Whatever your nationality, your workplace or your contract status:
The election of the two staff representatives on AFP’s governing board, the only company vote that is truly worldwide, is to take place between June 10 and 20. Against the backdrop of a complex and confusing patchwork of labour and professional rights for AFP staff around the world, this election is special in that it allows everyone to have a say.
Article 7 of AFP’s founding statutes specifies that the governing board comprises 16 members, including the CEO and “Two representatives of agency staff, namely:
- A professional journalist elected by the body of professional journalists belonging to the agency’s editorial staff;
- A member of personnel from among other staff categories, elected by staff from the said categories."
In a statement (intranet, Fr. only) published on April 29, CEO Emmanuel Hoog gave a full explanation of plans for the 2014 election and in a second note (intranet, Fr only) published on the company intranet on May 5, he summed up the key points.
These texts state clearly that ALL AFP staff worldwide are eligible to take part in the election. And yet:
Some People Are Still Being Left Out
As soon as the electoral rolls (intranet) were published, on May 6, SUD contacted management to point out that the names of some 100 staff employed by AFP’s German subsidiaries were missing.
In our message, we cited the CEO’s April 29 statement and wrote:
"No provision in the ruling quoted excludes people working for the German subsidiaries, who contribute just as much to the agency’s activites as any other staff, whether they be employed under French labour law, under local contracts or as freelancers. Indeed any such exclusion probably violates Article 7 of the 1957 law laying down AFP’s statutes."
SUD has therefore asked that the staff in question be added to the electoral rolls, inasmuch as they fulfill the general conditions applicable to other voters.
A Basic Principle
SUD has long defended the opening-up of the election of our representatives to the AFP board to all staff worldwide. For us, this is a basic principle.
The original version of the company’s statutes, adopted by the French parliament in 1957, specified that the two staff reps. had to be “of French nationality”. This also meant that only French nationals were eligible to vote in the election.
In 1998, the inclusion of nationals from the states of the European Economic Area brought the statutes into line with EU law. However this change still left over a thousand staff members from other countries out in the cold, independently of whether they had HQ or local employment status. Since 2011, that obstacle has also been lifted: after a long and difficult battle waged by SUD to the highest level of the French legal system, the Constitutional Council ruled that the restriction on the nationality of voters was unconstitutional.

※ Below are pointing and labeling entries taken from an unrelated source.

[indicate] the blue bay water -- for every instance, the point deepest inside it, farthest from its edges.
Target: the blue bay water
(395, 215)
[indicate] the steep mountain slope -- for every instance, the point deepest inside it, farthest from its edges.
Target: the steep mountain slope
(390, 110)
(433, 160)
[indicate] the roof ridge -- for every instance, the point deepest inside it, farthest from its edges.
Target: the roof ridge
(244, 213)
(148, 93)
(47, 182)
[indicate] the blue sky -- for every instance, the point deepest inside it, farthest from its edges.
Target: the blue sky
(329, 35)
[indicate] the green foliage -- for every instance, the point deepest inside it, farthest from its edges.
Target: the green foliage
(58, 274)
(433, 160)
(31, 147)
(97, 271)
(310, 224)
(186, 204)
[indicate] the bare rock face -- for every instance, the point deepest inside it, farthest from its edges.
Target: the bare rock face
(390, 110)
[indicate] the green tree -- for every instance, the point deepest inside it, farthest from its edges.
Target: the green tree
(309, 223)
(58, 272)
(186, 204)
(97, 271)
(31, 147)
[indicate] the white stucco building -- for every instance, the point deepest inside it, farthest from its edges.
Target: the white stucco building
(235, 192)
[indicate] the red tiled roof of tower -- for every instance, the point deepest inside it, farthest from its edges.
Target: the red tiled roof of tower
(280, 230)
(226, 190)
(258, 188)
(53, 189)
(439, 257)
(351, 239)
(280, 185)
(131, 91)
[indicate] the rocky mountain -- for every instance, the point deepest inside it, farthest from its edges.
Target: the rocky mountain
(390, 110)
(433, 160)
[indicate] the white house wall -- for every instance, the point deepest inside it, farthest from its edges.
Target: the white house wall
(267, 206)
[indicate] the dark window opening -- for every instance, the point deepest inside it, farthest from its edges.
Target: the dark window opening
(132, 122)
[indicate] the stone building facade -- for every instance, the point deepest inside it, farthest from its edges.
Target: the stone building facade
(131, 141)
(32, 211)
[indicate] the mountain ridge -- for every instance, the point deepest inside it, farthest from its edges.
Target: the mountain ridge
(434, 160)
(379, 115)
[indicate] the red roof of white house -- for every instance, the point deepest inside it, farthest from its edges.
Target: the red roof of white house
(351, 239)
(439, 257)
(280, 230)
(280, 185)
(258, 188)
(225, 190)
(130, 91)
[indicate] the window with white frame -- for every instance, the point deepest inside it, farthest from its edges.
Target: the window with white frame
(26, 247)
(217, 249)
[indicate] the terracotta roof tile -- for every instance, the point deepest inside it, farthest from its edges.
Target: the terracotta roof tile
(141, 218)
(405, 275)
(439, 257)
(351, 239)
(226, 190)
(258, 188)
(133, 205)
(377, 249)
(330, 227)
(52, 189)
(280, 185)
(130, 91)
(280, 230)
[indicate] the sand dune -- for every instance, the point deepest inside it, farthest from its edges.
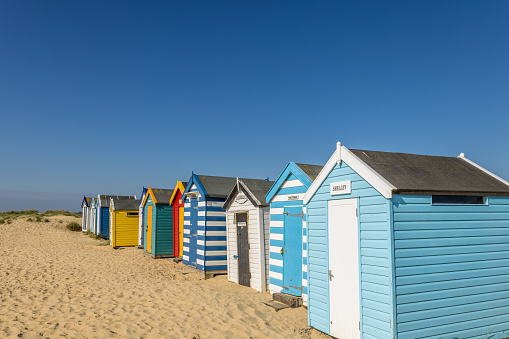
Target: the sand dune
(57, 283)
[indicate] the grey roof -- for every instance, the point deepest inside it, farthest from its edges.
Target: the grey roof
(104, 200)
(311, 170)
(162, 195)
(217, 187)
(86, 200)
(425, 174)
(253, 188)
(120, 204)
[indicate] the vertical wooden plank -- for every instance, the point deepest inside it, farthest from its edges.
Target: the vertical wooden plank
(243, 249)
(149, 229)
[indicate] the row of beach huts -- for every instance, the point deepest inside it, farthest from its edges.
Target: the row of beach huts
(374, 244)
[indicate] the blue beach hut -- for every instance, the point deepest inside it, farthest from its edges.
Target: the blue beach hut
(288, 258)
(93, 215)
(407, 246)
(85, 207)
(205, 223)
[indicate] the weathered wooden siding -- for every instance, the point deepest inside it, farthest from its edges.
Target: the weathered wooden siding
(162, 231)
(104, 222)
(292, 186)
(211, 235)
(375, 255)
(452, 268)
(125, 228)
(187, 226)
(148, 202)
(258, 255)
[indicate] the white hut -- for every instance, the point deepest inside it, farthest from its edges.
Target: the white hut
(247, 225)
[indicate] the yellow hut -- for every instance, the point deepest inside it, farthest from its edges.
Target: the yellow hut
(124, 221)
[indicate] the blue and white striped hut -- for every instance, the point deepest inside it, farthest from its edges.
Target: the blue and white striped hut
(405, 246)
(85, 208)
(141, 230)
(288, 248)
(205, 223)
(93, 215)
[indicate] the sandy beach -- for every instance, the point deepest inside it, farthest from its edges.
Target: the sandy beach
(58, 283)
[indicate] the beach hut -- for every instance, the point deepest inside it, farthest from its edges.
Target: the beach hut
(84, 213)
(102, 203)
(178, 218)
(248, 228)
(205, 223)
(288, 258)
(159, 222)
(141, 230)
(124, 223)
(407, 246)
(93, 215)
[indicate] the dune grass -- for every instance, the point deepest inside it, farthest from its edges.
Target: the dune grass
(34, 215)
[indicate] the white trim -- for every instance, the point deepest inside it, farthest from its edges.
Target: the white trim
(367, 173)
(276, 275)
(462, 157)
(276, 236)
(261, 255)
(284, 197)
(277, 223)
(277, 210)
(292, 183)
(276, 262)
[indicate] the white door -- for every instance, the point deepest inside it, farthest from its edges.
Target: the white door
(344, 269)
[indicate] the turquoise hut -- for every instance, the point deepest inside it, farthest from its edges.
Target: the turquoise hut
(158, 222)
(288, 248)
(407, 246)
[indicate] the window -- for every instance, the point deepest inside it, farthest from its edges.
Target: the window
(458, 199)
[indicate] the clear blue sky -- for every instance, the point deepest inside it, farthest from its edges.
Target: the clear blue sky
(104, 97)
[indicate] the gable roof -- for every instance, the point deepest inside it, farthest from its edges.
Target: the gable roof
(403, 173)
(211, 186)
(311, 170)
(180, 186)
(304, 172)
(255, 190)
(120, 204)
(104, 200)
(159, 195)
(86, 201)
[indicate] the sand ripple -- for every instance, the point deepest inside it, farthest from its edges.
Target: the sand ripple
(57, 283)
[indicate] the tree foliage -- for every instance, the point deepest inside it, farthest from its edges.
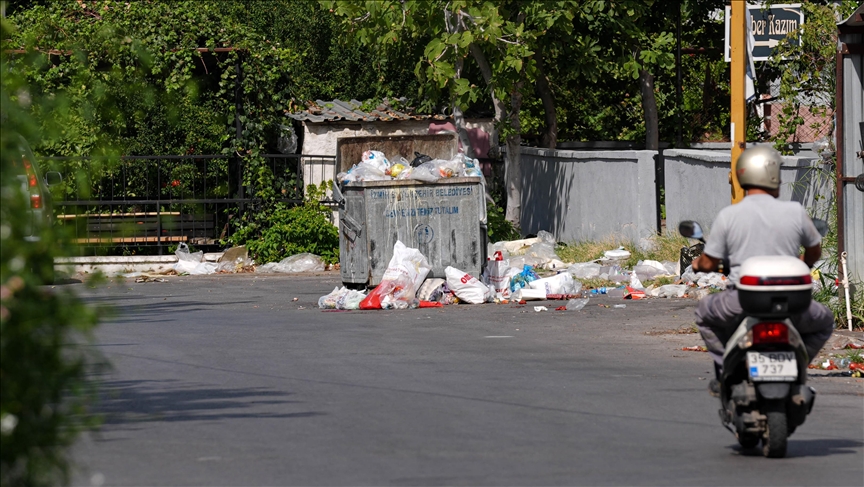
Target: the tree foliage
(44, 332)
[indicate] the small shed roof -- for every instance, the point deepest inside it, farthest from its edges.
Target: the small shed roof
(337, 110)
(854, 20)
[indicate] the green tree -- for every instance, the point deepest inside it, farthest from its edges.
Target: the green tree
(45, 391)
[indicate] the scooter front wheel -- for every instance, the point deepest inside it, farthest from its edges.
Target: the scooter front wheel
(775, 438)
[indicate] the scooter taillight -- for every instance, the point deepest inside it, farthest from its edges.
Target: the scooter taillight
(770, 333)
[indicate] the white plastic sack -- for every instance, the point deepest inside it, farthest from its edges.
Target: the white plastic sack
(364, 172)
(425, 172)
(304, 262)
(187, 261)
(559, 284)
(635, 283)
(405, 274)
(499, 279)
(712, 279)
(204, 268)
(585, 270)
(466, 287)
(376, 159)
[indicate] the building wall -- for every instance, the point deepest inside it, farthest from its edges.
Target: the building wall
(697, 184)
(589, 195)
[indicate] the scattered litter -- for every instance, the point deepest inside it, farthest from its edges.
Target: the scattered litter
(146, 278)
(466, 287)
(343, 299)
(670, 291)
(187, 261)
(235, 259)
(497, 275)
(522, 295)
(521, 279)
(634, 293)
(432, 289)
(562, 283)
(585, 270)
(298, 263)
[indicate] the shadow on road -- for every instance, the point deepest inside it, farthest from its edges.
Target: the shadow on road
(137, 401)
(809, 448)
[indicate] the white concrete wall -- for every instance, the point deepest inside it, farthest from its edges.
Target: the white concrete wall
(589, 195)
(697, 184)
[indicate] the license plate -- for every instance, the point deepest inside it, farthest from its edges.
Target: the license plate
(772, 366)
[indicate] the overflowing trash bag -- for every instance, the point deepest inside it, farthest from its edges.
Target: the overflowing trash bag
(406, 272)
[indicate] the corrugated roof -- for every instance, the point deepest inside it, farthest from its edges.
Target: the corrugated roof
(337, 110)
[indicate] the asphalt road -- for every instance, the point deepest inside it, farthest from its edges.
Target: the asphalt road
(226, 380)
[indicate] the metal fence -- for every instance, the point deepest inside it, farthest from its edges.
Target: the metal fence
(140, 202)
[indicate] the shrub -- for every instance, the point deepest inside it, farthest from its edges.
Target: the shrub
(294, 230)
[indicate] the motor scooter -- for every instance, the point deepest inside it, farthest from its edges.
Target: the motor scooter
(764, 394)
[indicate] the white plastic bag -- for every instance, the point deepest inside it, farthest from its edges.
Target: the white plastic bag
(499, 278)
(425, 172)
(559, 284)
(364, 172)
(405, 274)
(466, 287)
(585, 270)
(376, 159)
(670, 291)
(343, 298)
(304, 262)
(187, 261)
(204, 268)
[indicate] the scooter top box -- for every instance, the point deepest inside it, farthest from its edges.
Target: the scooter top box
(774, 285)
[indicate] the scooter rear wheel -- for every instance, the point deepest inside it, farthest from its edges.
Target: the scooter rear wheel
(748, 441)
(774, 440)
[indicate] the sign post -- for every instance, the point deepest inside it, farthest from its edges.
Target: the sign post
(738, 108)
(768, 27)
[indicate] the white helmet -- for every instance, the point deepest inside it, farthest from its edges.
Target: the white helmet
(759, 167)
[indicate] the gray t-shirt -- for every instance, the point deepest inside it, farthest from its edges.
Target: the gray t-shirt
(760, 225)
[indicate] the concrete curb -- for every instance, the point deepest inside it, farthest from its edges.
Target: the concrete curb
(119, 264)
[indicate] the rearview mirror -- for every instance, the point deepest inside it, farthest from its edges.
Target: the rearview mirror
(690, 229)
(821, 226)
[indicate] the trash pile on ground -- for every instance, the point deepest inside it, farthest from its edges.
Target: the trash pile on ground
(511, 276)
(375, 166)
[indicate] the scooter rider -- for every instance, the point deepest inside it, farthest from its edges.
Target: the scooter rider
(759, 225)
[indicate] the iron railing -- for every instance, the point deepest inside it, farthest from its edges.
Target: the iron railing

In the case of AFP staff in Germany, we are fully aware that they benefit from social and labour rights similar to those we enjoy in France. But there is no excuse for excluding them from the staff representative election.
The fight to ensure full rights for “HQ-status” staff while winning new professional, social and democratic rights for people working as freelancers or under non-French contracts requires equal voting rights for all.
Union is Strength! All Together, Let’s Defend Our Rights!
Practical points
- The electoral rolls can be consulted on the Asap intranet site. Staff have until Tuesday May 13 to point out omissions or errors.
- The deadline for candidacies for the two representative posts, which are made on an individual basis, is May 23. In both the journalist and the non-journalist college, SUD will back the candidate whose views are most in line with our vision of social and democratic rights, and of an AFP that is true to its general interest mission.